Why let California have all the fun? New York may not suffer from quite the subprime hangover it has, but the Empire State rivals the Golden one in the dysfunctionality of its budget. Now David Paterson, its governor, is warning that cash may run short before the year is out.
Like California, New York leans heavily on its wealthy residents to pay the bills and spent accordingly during the boom years. Some 40 per cent of income taxes come from the top 1 per cent of earners, but it has a particularly unfortunate crop of millionaires, made up largely of Wall Streeters. Towards the end of the boom, the state relied on them for nearly 20 per cent of its haul. After a temporary “millionaire’s tax” to help plug the budget hole last year, another increase is probably out of the question. With local taxes included, wealthy residents of New York City pay by far the highest marginal rates in the country.

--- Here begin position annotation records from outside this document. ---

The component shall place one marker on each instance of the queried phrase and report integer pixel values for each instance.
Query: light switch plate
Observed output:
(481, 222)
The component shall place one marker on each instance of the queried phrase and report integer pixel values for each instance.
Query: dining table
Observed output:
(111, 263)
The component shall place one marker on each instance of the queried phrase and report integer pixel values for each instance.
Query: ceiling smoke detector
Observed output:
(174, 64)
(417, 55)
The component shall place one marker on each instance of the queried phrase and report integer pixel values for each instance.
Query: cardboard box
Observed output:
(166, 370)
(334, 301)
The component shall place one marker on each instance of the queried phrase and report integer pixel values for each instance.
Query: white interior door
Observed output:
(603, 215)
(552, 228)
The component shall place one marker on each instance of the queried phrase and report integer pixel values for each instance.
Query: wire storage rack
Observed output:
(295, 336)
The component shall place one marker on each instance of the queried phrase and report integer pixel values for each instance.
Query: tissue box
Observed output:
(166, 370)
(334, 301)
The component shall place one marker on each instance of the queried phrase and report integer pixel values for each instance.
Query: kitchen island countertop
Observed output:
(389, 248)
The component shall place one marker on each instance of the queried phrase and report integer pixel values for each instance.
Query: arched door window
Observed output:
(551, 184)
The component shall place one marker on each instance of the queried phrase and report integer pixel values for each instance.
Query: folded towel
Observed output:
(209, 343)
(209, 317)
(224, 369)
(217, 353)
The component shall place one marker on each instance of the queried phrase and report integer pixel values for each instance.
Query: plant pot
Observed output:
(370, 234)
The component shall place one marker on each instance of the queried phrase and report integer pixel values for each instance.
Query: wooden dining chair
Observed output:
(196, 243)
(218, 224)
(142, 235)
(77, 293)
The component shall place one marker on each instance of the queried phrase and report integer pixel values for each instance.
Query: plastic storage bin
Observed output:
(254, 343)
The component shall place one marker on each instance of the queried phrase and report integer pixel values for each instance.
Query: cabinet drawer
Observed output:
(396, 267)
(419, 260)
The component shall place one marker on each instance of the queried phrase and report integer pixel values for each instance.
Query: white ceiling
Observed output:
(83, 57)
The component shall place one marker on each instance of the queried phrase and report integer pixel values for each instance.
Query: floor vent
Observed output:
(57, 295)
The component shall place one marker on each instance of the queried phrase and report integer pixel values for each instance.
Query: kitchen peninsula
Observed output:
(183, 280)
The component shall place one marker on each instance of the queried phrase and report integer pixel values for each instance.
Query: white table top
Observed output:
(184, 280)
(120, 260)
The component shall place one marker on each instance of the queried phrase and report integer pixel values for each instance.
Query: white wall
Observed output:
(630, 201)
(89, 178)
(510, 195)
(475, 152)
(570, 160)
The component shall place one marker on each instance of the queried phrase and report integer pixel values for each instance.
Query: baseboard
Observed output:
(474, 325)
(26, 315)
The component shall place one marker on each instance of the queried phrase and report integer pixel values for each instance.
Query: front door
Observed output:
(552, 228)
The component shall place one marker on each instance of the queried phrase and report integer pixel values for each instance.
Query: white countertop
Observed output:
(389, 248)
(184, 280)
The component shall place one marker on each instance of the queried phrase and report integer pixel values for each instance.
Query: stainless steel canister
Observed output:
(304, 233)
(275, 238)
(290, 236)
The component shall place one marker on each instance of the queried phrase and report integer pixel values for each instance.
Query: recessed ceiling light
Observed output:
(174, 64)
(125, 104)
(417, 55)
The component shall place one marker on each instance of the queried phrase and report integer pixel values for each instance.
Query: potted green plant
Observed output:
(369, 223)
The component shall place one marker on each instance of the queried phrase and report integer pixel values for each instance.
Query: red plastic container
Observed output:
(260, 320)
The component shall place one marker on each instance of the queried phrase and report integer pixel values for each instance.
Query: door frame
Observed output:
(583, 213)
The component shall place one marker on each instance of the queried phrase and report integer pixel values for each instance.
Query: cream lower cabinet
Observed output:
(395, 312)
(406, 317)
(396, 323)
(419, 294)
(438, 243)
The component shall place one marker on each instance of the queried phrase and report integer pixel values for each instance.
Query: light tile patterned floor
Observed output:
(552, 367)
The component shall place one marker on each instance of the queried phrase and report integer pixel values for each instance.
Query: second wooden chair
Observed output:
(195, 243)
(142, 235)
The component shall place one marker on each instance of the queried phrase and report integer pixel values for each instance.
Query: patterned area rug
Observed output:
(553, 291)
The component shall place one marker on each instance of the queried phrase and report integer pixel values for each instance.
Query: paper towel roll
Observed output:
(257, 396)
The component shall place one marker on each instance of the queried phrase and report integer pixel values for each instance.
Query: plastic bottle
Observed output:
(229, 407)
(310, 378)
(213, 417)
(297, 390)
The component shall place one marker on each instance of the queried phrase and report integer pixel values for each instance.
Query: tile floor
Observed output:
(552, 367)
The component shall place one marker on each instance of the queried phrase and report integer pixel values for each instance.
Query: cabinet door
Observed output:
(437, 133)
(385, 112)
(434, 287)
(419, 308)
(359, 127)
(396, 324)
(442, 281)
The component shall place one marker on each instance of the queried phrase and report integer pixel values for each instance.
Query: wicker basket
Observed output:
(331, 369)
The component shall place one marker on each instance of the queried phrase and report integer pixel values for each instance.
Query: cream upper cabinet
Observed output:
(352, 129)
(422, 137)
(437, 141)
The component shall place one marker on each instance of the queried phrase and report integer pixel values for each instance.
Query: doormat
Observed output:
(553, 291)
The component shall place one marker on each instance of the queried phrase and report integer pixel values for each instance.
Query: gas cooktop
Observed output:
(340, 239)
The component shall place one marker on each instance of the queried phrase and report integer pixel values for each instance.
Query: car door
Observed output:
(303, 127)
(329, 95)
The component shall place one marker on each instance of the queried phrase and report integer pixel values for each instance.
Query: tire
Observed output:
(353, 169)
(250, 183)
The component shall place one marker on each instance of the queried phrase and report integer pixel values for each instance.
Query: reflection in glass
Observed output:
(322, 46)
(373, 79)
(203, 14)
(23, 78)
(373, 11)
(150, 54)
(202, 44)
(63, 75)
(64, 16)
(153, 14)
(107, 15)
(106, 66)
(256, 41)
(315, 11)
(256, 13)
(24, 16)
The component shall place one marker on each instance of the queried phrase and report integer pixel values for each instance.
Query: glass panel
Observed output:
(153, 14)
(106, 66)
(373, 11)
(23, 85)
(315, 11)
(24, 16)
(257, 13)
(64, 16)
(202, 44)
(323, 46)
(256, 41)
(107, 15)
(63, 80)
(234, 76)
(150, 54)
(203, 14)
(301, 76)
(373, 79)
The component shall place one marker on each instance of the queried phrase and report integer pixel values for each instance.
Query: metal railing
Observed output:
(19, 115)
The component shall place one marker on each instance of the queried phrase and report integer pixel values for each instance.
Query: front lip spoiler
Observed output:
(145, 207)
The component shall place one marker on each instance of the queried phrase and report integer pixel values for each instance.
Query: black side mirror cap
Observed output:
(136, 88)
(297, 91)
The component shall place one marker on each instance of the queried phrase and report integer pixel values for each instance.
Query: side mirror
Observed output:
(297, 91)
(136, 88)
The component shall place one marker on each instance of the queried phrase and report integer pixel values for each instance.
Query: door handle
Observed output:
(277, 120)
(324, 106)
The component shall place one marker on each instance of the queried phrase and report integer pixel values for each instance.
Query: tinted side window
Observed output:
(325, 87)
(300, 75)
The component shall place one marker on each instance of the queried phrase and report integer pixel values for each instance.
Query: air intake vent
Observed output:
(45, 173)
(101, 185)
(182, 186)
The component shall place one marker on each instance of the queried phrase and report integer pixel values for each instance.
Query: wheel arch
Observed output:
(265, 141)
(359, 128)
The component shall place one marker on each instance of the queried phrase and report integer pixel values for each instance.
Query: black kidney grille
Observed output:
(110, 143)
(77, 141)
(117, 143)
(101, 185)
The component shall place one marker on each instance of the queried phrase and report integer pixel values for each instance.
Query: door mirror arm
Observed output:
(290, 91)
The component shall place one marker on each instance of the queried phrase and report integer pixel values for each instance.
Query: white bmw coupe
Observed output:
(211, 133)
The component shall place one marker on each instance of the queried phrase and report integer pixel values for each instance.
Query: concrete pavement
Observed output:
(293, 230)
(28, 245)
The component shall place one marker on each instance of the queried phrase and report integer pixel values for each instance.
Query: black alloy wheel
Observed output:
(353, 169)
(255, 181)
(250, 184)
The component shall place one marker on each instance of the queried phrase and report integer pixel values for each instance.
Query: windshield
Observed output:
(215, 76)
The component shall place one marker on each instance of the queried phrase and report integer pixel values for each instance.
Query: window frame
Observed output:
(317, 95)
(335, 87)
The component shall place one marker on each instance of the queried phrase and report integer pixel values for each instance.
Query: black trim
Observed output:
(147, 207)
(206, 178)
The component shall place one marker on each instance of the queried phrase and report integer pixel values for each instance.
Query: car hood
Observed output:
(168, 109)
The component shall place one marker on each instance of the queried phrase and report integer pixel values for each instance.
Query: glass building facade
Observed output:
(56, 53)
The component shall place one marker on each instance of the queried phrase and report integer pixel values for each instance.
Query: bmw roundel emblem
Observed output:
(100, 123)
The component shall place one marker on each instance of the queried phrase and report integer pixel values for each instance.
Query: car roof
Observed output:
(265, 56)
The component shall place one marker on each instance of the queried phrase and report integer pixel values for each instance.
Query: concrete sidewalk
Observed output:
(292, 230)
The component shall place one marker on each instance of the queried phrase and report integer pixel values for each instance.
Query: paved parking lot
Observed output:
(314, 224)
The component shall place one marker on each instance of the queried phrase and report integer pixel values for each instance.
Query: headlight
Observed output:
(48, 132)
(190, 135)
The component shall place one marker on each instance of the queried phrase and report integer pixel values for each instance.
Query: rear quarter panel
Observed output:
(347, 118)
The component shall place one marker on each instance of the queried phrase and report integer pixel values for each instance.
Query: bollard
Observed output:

Mr Paterson has rejected any more short-term fixes, such as raiding reserve funds, insisting instead that painful cost cuts are the only honest option. He is right, and there is certainly fat to cut. Medicaid (indigent healthcare) and education spending are both two-thirds higher than the national average per capita and extremely generous employee pension payments will soon surge. Even if New York bridges its cash shortfall, its comptroller predicts cumulative deficits of nearly $30bn over the next three years as federal stimulus dollars vanish.
Unlike California’s, New York’s politicians do not face many constitutional roadblocks to budget cuts, but they also fear public trade unions. To avoid issuing IOUs, expect short-term cash flow gimmicks rather than the meaningful cuts their deeply unpopular governor is seeking. When it comes to special effects, New York may even surpass Hollywood.